Au souvenir de ce sortilège dont il avait été témoin, l’esprit de Sylvest se troubla de nouveau. Folle ou non, sa sœur était sorcière, un de ces monstres, l’horreur de la nature, des hommes et des dieux. Il voulut tenter une dernière et redoutable épreuve. Se contraignant, il reprit :

— Pauvre insensée ! si tu es véritablement magicienne, dis, qu’as-tu fait la nuit précédente ? Où es-tu allée ?

— Chez Faustine… dans le temple sur le canal.

— Comment étais-tu vêtue ?

— Ainsi que je l’étais cette nuit à l’heure où je suis sortie pour mes enchantements.
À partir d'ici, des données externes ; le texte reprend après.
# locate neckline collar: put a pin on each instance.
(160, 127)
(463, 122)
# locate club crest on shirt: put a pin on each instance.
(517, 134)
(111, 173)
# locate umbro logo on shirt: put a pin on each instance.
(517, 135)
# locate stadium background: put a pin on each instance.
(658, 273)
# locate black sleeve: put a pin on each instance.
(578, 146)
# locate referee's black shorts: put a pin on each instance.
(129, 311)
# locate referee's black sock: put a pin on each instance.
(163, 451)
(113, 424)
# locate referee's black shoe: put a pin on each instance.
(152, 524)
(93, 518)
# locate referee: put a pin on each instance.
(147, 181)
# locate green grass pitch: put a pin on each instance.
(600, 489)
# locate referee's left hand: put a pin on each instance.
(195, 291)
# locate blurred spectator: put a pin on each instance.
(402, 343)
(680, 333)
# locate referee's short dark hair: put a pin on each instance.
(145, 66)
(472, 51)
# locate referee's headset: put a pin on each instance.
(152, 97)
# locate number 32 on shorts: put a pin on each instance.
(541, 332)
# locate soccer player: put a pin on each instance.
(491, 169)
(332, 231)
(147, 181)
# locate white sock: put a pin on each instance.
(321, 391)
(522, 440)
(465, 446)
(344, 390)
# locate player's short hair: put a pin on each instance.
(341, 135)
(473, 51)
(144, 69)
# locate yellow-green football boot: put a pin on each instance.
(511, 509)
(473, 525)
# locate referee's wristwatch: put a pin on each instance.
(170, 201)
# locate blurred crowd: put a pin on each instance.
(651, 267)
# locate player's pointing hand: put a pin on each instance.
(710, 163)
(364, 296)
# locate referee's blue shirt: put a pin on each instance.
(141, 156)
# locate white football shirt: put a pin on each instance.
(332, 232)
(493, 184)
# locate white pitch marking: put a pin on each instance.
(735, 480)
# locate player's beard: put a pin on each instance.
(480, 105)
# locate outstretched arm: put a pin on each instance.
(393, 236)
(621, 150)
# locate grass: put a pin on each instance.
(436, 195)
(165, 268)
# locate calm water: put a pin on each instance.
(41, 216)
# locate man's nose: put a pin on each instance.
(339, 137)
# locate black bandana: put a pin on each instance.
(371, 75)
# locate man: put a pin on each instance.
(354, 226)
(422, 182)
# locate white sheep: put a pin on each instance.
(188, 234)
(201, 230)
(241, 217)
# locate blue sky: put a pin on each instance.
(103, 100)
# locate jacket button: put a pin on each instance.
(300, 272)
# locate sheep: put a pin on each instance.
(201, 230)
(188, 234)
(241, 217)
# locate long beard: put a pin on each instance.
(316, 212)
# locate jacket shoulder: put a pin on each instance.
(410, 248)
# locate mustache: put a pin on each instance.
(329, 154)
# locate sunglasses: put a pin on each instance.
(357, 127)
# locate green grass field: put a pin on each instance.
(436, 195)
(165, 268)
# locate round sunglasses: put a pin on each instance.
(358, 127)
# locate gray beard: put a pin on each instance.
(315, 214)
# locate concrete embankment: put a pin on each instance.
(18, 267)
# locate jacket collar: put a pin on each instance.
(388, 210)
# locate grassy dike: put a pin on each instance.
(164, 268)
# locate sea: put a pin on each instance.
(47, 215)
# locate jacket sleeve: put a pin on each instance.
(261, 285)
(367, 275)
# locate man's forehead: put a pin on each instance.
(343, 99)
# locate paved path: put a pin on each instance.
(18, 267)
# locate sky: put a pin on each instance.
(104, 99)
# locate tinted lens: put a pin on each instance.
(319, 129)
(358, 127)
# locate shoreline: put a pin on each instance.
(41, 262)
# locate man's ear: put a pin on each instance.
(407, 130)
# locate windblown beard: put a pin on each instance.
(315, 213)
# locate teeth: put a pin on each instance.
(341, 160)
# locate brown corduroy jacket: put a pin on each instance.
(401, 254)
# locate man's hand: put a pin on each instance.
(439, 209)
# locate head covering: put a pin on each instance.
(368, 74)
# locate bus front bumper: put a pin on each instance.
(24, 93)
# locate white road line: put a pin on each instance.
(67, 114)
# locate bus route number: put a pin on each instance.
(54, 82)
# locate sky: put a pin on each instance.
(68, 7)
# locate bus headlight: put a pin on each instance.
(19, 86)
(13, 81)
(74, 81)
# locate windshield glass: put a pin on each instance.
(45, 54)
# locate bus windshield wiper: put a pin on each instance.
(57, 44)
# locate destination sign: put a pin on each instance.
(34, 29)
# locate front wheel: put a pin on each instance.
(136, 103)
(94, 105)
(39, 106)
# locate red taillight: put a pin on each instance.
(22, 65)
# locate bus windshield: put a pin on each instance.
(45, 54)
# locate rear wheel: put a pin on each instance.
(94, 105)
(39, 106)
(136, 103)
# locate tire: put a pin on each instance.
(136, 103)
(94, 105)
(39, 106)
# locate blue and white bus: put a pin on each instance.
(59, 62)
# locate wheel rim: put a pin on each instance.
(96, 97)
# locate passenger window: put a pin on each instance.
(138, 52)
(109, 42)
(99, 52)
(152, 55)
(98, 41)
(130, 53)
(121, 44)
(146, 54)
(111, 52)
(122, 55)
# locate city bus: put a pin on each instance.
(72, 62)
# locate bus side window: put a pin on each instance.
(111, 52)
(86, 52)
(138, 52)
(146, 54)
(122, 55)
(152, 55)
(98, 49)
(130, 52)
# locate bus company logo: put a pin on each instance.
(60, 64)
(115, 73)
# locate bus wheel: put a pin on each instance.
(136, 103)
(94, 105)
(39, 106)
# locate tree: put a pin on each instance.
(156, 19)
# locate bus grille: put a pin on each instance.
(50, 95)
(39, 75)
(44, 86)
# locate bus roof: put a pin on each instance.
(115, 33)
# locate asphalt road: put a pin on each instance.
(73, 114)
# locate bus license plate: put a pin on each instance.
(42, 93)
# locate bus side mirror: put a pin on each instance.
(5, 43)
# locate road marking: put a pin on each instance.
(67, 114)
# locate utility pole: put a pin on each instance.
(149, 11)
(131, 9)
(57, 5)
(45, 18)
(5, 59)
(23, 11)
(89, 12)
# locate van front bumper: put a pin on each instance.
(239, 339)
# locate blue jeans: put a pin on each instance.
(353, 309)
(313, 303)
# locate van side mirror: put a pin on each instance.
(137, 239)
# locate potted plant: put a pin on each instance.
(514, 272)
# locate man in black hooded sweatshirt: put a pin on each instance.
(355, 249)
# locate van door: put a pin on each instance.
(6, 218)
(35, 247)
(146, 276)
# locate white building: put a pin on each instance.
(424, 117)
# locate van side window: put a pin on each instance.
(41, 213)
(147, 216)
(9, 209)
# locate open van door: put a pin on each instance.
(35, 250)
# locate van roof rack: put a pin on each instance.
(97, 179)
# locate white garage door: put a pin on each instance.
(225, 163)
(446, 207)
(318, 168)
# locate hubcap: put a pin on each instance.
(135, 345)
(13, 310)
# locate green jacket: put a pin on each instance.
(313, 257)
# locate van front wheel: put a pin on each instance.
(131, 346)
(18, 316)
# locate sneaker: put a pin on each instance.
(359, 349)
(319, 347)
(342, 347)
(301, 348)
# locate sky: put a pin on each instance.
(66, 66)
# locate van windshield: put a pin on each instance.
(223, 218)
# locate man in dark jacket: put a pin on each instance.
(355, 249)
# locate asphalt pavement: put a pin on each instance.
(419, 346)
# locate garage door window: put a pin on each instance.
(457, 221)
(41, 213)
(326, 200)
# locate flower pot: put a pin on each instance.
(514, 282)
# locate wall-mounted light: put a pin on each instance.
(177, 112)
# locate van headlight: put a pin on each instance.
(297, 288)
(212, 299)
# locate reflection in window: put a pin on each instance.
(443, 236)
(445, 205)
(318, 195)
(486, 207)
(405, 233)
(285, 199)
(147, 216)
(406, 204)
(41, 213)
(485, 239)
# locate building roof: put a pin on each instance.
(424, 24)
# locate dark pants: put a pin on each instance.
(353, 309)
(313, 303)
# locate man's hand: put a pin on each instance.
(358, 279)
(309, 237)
— Non, non, — s’est écrié Sylvest, éperdu, voyant sa dernière espérance lui échapper ; — non, ce n’était pas toi, car la magicienne a prédit à Faustine que Siomara serait sa victime. Aurais-tu fait cette prédiction contre toi-même ?

— Qui t’a instruit de cela ?

— Oh ! prédiction horrible !… déchiffrée par toi ou par ton spectre à travers les traces blanches que laissaient sur le tapis rouge les doigts crispés de l’esclave empoisonnée…

— Encore une fois, qui t’a dit ?…

— Dieux secourables ! ayez pitié de moi !

— Puisque tu sais tout, frère, apprends donc que, pour tromper Faustine, que je hais, oh ! que je hais depuis longtemps… car cette haine remonte à trois ans… nous étions alors toutes deux à Naples… j’ai voulu, la nuit dernière, donner à Faustine un vain espoir, dont la perte lui portera un coup affreux. Alors, par sortilège, j’ai pris les traits de la magicienne de Thessalie, qu’elle avait demandée ; et ces traits, je les ai de nouveau pris cette nuit devant toi, en sortant pour accomplir d’autres charmes magiques…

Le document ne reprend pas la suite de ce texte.